Scaling Spring Batch processing with remote partitioning using Kafka

I haven’t really covered the topic of batch jobs so far and it happened that I needed to work with them lately and design a quite complicated batch job setup based on Spring Batch with partitioning using Kafka.

Obviously I’m not gonna describe the exact system but only some of the concepts that Spring Batch provides along with working examples.

Problem statement

Let’s talk a little bit about the problem statement. I’m not gonna go into detail about batch jobs in general but rather focus on a more specific problem – scaling batch jobs.

Imagine a process which you need to run on a regular basis, for example end of day (EOD). Let’s say the amount of data this process needs to handle is continuously increasing.

In a naive world, you could do a very simple Spring scheduling (or Quartz or what have you) that just executes a single method that loads all the data at once, processes all of it and writes back the result into the database.

A pseudo code would be similar to this:

void job() {
    read_all_data()
    for (item : data)
       process(item)
    write_result_to_database()
}

What’s the problem with this? Nothing at all until the data you read is constant in volume and reading it all at once satisfies the needs.

Let’s say now the number of rows we read (from a database for example) is 10 000 rows. Works perfectly fine but what if suddenly there’s 10 000 000 rows? The execution will probably fail due to OutOfMemoryError or takes an eternity to finish.

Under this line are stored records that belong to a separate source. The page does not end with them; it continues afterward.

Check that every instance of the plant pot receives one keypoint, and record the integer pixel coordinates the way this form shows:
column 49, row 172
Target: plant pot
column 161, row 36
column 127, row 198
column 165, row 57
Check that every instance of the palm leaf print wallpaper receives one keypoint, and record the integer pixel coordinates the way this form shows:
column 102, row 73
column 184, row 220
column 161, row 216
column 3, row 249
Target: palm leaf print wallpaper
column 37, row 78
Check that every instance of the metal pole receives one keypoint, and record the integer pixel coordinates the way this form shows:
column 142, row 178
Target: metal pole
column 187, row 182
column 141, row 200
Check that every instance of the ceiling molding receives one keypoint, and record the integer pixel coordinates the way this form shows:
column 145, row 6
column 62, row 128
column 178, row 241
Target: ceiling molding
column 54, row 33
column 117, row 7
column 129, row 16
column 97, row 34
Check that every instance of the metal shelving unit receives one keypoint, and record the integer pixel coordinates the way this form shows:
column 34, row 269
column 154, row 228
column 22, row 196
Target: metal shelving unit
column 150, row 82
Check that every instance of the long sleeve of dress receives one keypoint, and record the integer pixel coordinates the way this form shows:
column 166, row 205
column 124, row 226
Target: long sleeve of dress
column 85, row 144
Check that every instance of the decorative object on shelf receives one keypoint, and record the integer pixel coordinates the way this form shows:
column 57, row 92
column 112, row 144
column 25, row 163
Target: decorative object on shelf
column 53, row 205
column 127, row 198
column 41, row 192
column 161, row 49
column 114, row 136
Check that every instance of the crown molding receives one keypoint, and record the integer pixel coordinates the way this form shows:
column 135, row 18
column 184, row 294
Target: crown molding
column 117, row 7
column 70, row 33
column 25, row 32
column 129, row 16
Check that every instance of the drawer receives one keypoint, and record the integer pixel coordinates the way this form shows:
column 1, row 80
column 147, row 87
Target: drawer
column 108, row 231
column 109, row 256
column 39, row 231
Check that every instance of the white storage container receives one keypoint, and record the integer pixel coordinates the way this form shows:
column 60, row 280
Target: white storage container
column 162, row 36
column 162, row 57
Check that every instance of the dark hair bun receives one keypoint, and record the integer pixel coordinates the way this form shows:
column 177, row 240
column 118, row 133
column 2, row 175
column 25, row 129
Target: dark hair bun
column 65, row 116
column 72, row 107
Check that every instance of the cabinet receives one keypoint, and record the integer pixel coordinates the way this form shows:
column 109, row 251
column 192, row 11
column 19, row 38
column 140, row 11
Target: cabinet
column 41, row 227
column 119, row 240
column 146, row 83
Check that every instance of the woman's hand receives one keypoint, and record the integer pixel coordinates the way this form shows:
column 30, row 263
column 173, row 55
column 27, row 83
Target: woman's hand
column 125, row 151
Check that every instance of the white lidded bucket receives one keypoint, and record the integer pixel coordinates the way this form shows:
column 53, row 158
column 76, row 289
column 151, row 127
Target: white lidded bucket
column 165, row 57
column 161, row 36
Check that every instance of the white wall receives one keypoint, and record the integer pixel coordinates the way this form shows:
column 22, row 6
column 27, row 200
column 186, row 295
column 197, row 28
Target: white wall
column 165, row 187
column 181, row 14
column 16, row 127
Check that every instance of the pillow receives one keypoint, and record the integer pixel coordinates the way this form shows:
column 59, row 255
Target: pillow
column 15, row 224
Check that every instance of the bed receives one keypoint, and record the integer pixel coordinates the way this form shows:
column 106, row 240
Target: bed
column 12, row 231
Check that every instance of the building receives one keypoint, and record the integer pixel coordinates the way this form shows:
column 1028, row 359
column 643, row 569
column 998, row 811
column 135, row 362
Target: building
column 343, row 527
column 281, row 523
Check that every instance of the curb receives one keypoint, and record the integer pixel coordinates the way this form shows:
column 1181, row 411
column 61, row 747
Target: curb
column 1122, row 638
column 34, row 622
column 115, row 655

So how could we make this scalable and make sure the increasing data volume is not going to be an issue on the long run either?

Remote partitioning

Well, the concept of remote partitioning is simple.

You take your initial dataset, for example if we are reading transactions (or whatever domain object) from a database, we take the transaction IDs only. Divide them into partitions (not chunks; chunks have a different meaning in the Spring Batch world) and send the partitions to workers who can process them and do the actual business logic.

What I just described could be true for regular partitioning as well. The main difference between regular and remote partitioning is where the workers are. In case of regular partitioning, the process that acts as workers are local threads in the same JVM as the process that’s partitioning the data.

In case of remote partitioning though, the workers are not running in the same JVM but they are completely different JVMs. The individual workers are notified through a messaging system when there’s some work to pick up.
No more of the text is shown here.